Quand j’écoute la radio le midi, j’oublie tout. Il faut que j’entende siffler au lointain la sirène de l’usine grodemouge qui appelle ses ouvriers pour me rendre compte que je n’ai plus qu’un quart d’heure pour aller à l’école avec mon vélo bleu. Comme j’ai grandi, j’ai du changer de vélo et remiser mon petit vélo rouge.

Il y a aussi une autre sirène que l’on entend de temps en temps. C’est celle qui se trouve en haut du Beffroi…Quand on l’entend c’est que c’est sérieux, on a besoin des pompiers volontaires. Il y a un code : un coup long puis un coup bref : c’est un accident. Trois coups brefs : c’est un Incendie en ville. Un coup bref deux coups longs : c’est un incendie en campagne. A l’appel de cette sirène, selon le code, Les pompiers doivent immédiatement se rendre à l’arsenal, place Mésirard. Un de nos voisins, tout de suite après les coups de sirènes, démarre sa grosse moto et dévale à toute vitesse la rue en pétaradant. Il porte son casque de pompier attaché autour d’un bras et ses bottes liées par des lacets autour du cou. Il aura bien le temps de s’habiller dans le camion des pompiers. Il attrape au vol un autre pompier qui s’agrippe comme il peu derrière lui sur la moto.
Tous les moyens sont bons pour arriver le plus vite possible à l’arsenal. Cela me rappelle le film que j’ai vu dernièrement au cinéma Idéal : A Pied, a cheval et en voiture avec Noél Noèl et Darry Cowl c’était rigolo….

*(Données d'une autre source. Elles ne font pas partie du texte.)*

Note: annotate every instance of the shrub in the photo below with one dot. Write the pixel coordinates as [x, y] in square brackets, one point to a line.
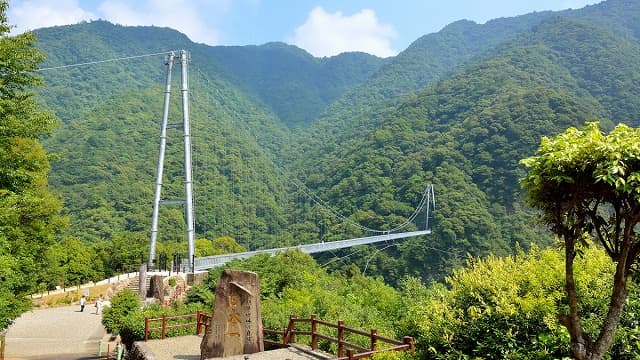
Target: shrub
[123, 305]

Cet été, je vais pour la troisième fois en colo à Habère Poche. Mais il y a nouveauté : Mes parents m’ont payé un bel appareil photo, De la marque Lumière, avec une sacoche en cuir. Je vais pouvoir faire de belles photos…..

A la rentrée scolaire de septembre, je retrouve Monsieur Aubreton pour la deuxième année. Je me sens bien avec cet instituteur. Je suis redevenu un bon élève. Il m’arrive même d’être premier.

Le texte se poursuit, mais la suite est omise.